A poem for Sawyer on his first day of Kindergarten
May your days be filled with wonder,
new friends, skills, and laughter.
Waking up each day excited,
with new dreams to chase after
Will your true self shine through –
confident, bold, and smart
Never forgetting to be generous,
kind, and to think with your heart
Sawyer, you see my hope is simple,
and I’ve had it from day one
May not one day on Earth go by
when you’re not happy, my son.
So, be a great listener
who others want to be around
And be someone’s joy
when they are feeling down
Today is just the start
of many adventures you’ll behold
You’re one of kind, Sawyer,
and I know you’ll break the mold!
Coming in to this day, I said I wouldn’t cry!
I actually had this inter dialogue that went something like this:
“Sawyer’s first day of kindergarten will be so exciting, why would I cry?”
Well, I couldn’t have been more wrong!
I cried when we woke up yesterday, I cried at his meet the teacher event, I cried when I dropped him off at his last day of pre-k, and tears filled my eyes as I walked out the doors of his first day of kindergarten.
But, I am not crying because I am sad. I am crying because I am proud.
Almost exactly one year ago, this same little boy was kicked out of school (read all about it on my blog, here: https://wordpress.com/posts/hamratime.com). He was struggling to control his emotional responses and was diagnosed with social/emotional delays.
From that day, we started a long road of getting him ready for kindergarten. He switched schools, started and graduated from a special education program with an IEP, went to behavioral exams, completed months of therapy, and attended with no issues Springfield Public School Summer School program.
I don’t even recognize that kid. He has matured, learned to cope with his emotions, opened up to us verbally, became more social, and has a whole new confidence.

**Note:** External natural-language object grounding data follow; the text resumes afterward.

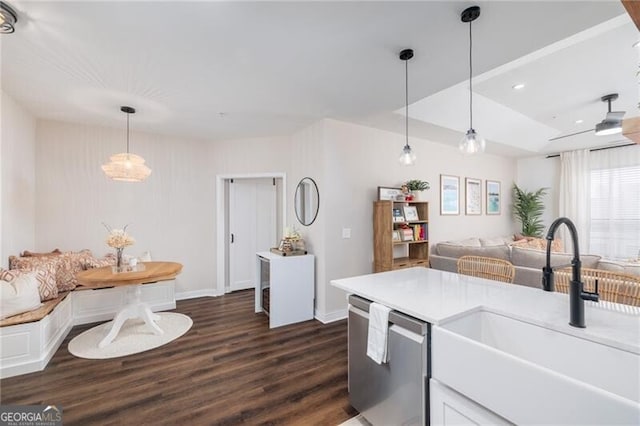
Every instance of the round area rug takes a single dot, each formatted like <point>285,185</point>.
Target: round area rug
<point>134,337</point>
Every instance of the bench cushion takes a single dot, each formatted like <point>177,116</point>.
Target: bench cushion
<point>45,274</point>
<point>35,315</point>
<point>18,296</point>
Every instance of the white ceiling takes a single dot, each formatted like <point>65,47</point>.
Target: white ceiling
<point>272,68</point>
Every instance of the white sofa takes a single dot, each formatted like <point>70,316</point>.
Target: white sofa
<point>28,347</point>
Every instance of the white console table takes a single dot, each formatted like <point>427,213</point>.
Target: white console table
<point>285,286</point>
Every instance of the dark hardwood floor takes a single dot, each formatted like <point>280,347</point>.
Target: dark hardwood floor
<point>230,368</point>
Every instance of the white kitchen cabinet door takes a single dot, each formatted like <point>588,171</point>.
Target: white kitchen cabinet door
<point>448,407</point>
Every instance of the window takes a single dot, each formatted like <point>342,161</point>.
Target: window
<point>615,211</point>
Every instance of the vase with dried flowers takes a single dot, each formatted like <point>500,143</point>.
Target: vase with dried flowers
<point>118,239</point>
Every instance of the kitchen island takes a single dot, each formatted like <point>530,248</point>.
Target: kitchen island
<point>502,352</point>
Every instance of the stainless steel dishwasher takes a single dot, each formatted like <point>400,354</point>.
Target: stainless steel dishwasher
<point>397,392</point>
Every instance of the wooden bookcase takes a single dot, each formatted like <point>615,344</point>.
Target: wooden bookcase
<point>389,254</point>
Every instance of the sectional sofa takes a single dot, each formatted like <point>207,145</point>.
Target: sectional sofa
<point>527,255</point>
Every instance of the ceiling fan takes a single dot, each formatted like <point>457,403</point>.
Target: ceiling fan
<point>611,124</point>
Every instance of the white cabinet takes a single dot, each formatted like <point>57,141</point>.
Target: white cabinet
<point>448,407</point>
<point>284,287</point>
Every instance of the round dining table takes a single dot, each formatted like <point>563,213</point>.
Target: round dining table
<point>142,273</point>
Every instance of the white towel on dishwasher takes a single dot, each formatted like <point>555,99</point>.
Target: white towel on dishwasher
<point>378,333</point>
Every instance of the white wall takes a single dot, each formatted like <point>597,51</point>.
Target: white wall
<point>541,172</point>
<point>17,164</point>
<point>307,148</point>
<point>172,214</point>
<point>355,161</point>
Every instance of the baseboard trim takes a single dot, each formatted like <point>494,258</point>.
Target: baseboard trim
<point>326,318</point>
<point>197,293</point>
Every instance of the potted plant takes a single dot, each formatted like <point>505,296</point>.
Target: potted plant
<point>528,208</point>
<point>415,186</point>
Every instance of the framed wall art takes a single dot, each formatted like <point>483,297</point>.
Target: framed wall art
<point>494,197</point>
<point>473,196</point>
<point>449,195</point>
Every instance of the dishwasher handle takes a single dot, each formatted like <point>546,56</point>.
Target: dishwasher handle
<point>402,320</point>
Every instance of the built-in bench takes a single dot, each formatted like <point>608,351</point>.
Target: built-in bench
<point>29,340</point>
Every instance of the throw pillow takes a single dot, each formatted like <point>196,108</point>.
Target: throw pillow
<point>18,296</point>
<point>28,253</point>
<point>45,275</point>
<point>70,264</point>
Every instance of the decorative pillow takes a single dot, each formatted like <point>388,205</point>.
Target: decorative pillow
<point>627,268</point>
<point>539,244</point>
<point>108,260</point>
<point>497,241</point>
<point>70,264</point>
<point>28,253</point>
<point>18,296</point>
<point>45,275</point>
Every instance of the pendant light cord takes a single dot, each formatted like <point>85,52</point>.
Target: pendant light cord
<point>128,114</point>
<point>470,74</point>
<point>406,101</point>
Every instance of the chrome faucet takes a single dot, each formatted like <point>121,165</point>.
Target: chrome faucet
<point>577,295</point>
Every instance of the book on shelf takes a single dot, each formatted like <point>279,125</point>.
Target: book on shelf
<point>397,215</point>
<point>419,232</point>
<point>411,213</point>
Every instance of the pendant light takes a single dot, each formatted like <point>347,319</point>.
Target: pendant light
<point>407,157</point>
<point>471,143</point>
<point>127,167</point>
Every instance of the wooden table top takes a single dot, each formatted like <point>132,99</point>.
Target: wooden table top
<point>104,277</point>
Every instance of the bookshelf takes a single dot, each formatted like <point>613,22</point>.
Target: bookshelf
<point>412,248</point>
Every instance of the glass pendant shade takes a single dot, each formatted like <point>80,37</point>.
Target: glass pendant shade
<point>471,143</point>
<point>126,167</point>
<point>407,157</point>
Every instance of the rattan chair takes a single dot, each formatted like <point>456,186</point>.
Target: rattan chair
<point>486,267</point>
<point>612,286</point>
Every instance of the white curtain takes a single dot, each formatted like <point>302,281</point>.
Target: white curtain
<point>615,202</point>
<point>575,196</point>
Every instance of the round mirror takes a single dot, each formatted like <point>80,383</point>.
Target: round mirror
<point>307,201</point>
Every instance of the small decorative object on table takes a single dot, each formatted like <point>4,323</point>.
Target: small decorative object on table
<point>291,244</point>
<point>118,239</point>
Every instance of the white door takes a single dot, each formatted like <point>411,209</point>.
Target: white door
<point>252,227</point>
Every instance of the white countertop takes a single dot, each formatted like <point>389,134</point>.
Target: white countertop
<point>437,296</point>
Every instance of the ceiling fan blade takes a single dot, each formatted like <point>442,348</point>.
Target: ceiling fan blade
<point>615,116</point>
<point>570,134</point>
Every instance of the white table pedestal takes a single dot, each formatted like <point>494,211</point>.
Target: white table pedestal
<point>134,309</point>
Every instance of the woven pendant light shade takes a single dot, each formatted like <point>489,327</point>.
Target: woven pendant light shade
<point>126,167</point>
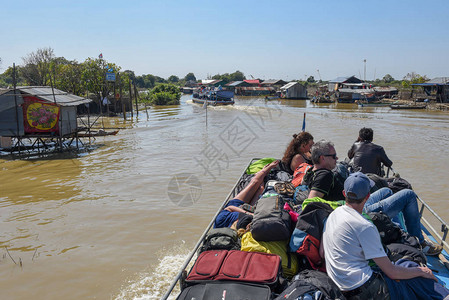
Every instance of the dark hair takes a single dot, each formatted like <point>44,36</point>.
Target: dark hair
<point>322,147</point>
<point>352,198</point>
<point>366,134</point>
<point>293,148</point>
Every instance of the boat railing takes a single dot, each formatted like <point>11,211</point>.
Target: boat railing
<point>439,236</point>
<point>425,209</point>
<point>181,272</point>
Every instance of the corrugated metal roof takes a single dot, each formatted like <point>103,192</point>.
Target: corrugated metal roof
<point>439,80</point>
<point>289,85</point>
<point>46,93</point>
<point>255,88</point>
<point>356,91</point>
<point>273,81</point>
<point>343,79</point>
<point>252,81</point>
<point>385,89</point>
<point>234,83</point>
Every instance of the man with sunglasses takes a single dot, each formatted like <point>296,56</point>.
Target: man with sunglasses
<point>320,179</point>
<point>323,184</point>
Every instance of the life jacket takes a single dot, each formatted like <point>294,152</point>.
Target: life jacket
<point>299,173</point>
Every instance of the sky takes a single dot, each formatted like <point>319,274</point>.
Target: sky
<point>263,39</point>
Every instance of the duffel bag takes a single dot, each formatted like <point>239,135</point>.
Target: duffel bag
<point>236,265</point>
<point>289,260</point>
<point>271,221</point>
<point>221,239</point>
<point>311,284</point>
<point>225,290</point>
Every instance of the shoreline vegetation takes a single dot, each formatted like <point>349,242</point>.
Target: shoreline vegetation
<point>97,79</point>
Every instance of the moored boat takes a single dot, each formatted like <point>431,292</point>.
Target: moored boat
<point>213,97</point>
<point>408,106</point>
<point>438,264</point>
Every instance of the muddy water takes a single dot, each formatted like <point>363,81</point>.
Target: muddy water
<point>117,222</point>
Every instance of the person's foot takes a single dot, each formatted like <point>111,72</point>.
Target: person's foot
<point>265,170</point>
<point>429,248</point>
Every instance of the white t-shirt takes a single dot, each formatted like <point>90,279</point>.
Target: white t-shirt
<point>349,241</point>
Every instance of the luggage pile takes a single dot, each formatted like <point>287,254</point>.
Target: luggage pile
<point>279,257</point>
<point>261,264</point>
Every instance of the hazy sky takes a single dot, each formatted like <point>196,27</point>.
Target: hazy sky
<point>266,39</point>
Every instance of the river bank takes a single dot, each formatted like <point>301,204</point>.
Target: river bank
<point>113,223</point>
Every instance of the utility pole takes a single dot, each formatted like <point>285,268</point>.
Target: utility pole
<point>364,73</point>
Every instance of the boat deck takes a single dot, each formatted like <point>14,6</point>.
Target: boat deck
<point>438,264</point>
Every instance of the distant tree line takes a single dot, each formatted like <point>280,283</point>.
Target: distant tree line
<point>43,68</point>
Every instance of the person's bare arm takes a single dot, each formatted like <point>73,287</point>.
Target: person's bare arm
<point>314,193</point>
<point>232,208</point>
<point>296,161</point>
<point>398,272</point>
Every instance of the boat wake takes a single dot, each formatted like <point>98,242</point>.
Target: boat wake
<point>153,284</point>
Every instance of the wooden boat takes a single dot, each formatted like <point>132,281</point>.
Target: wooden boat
<point>362,103</point>
<point>271,98</point>
<point>97,133</point>
<point>213,97</point>
<point>347,95</point>
<point>438,264</point>
<point>408,106</point>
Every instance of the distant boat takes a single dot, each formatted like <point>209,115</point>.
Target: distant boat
<point>271,98</point>
<point>347,95</point>
<point>372,104</point>
<point>213,97</point>
<point>408,106</point>
<point>97,133</point>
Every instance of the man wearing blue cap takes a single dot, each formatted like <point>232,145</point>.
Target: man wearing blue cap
<point>349,241</point>
<point>322,184</point>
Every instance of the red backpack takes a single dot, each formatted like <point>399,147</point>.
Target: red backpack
<point>310,248</point>
<point>299,173</point>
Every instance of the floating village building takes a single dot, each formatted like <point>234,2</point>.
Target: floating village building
<point>38,114</point>
<point>294,90</point>
<point>436,89</point>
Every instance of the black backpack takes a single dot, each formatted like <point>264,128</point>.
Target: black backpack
<point>380,182</point>
<point>388,231</point>
<point>312,282</point>
<point>221,239</point>
<point>271,221</point>
<point>397,251</point>
<point>397,183</point>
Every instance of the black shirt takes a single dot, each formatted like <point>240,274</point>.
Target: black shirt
<point>324,181</point>
<point>368,157</point>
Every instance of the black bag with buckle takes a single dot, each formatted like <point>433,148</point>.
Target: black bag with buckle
<point>221,239</point>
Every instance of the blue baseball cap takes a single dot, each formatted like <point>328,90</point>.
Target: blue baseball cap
<point>357,186</point>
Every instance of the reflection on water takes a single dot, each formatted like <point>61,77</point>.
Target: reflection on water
<point>105,221</point>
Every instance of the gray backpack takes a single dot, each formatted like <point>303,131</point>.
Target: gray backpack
<point>221,239</point>
<point>271,221</point>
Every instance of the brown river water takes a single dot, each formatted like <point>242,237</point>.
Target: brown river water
<point>117,222</point>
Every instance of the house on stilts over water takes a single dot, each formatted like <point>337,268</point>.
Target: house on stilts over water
<point>39,119</point>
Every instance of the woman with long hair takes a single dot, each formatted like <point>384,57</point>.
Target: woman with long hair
<point>298,151</point>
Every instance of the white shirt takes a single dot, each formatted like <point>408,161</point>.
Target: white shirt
<point>349,241</point>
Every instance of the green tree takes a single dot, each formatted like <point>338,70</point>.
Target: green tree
<point>237,76</point>
<point>69,78</point>
<point>6,79</point>
<point>173,79</point>
<point>37,67</point>
<point>94,75</point>
<point>163,94</point>
<point>412,78</point>
<point>190,77</point>
<point>311,79</point>
<point>388,78</point>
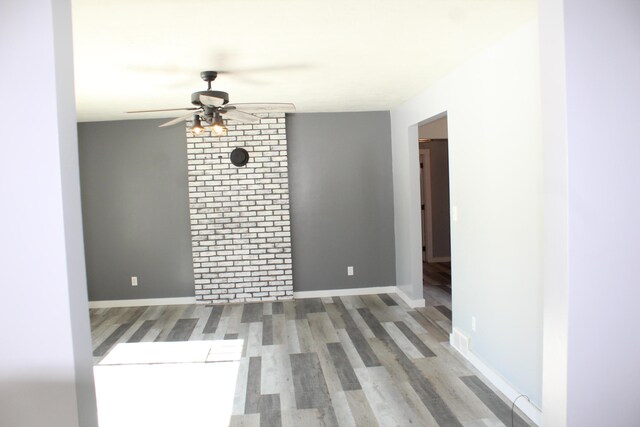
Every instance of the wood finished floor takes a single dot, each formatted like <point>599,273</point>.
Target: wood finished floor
<point>342,361</point>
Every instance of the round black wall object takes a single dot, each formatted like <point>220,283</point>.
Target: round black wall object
<point>239,157</point>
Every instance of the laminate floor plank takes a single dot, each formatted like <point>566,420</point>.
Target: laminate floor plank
<point>279,329</point>
<point>307,306</point>
<point>267,329</point>
<point>270,412</point>
<point>367,360</point>
<point>346,374</point>
<point>361,408</point>
<point>277,307</point>
<point>322,329</point>
<point>111,340</point>
<point>250,420</point>
<point>387,299</point>
<point>355,334</point>
<point>252,399</point>
<point>182,330</point>
<point>141,331</point>
<point>252,312</point>
<point>444,310</point>
<point>387,403</point>
<point>492,401</point>
<point>429,396</point>
<point>308,381</point>
<point>414,339</point>
<point>214,319</point>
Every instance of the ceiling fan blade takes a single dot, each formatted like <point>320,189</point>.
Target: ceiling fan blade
<point>178,119</point>
<point>270,107</point>
<point>240,116</point>
<point>211,101</point>
<point>164,109</point>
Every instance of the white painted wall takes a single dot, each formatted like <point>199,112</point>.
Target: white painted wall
<point>591,349</point>
<point>495,161</point>
<point>46,375</point>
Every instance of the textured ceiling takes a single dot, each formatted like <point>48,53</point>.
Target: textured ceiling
<point>347,55</point>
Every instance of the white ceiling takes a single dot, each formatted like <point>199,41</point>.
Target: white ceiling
<point>330,55</point>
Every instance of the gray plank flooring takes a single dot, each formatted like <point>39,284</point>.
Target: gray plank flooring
<point>344,361</point>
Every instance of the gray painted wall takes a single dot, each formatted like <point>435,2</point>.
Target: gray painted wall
<point>341,192</point>
<point>135,210</point>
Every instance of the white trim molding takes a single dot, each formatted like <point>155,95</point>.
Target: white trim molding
<point>141,302</point>
<point>413,303</point>
<point>345,292</point>
<point>361,291</point>
<point>462,344</point>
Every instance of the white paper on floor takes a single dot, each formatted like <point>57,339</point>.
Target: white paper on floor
<point>168,384</point>
<point>174,352</point>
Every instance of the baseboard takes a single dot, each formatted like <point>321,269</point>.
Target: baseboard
<point>439,259</point>
<point>461,343</point>
<point>141,302</point>
<point>413,303</point>
<point>361,291</point>
<point>345,292</point>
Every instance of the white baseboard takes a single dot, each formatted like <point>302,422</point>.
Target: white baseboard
<point>461,343</point>
<point>413,303</point>
<point>361,291</point>
<point>142,302</point>
<point>439,259</point>
<point>345,292</point>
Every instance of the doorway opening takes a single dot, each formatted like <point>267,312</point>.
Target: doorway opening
<point>433,146</point>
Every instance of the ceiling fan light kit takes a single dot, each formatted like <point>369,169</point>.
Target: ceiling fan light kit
<point>210,106</point>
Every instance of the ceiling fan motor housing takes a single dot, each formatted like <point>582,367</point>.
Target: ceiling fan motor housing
<point>195,96</point>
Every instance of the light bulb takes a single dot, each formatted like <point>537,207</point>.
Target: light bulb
<point>197,128</point>
<point>218,128</point>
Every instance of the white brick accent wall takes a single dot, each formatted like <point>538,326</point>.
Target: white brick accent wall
<point>240,227</point>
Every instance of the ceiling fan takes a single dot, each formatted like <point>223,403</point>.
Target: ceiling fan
<point>212,105</point>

When I asked him before bed, “How do you feel about starting kindergarten?” His response, “I am a mix of emotions, mostly excited but also scared and mad.”
I asked him why and he was able to express so perfectly exactly what he was feeling. “I am scared because I have never been to kindergarten before, but a little mad that I don’t know anyone on my bus yet.” This is huge…before he would have shown these emotions through outburst, maybe even violence. I am just so proud!
Today, I left him at his little desk in Mrs. Hoffman’s kindergarten class at Sequiota Elementary. He entered as a confident young man with not an ounce of fear filling his eyes. Honestly, it left me a little speechless. I think I expected to have to wipe his tears and ripe myself away from his hugs (remembering the boy he was last year).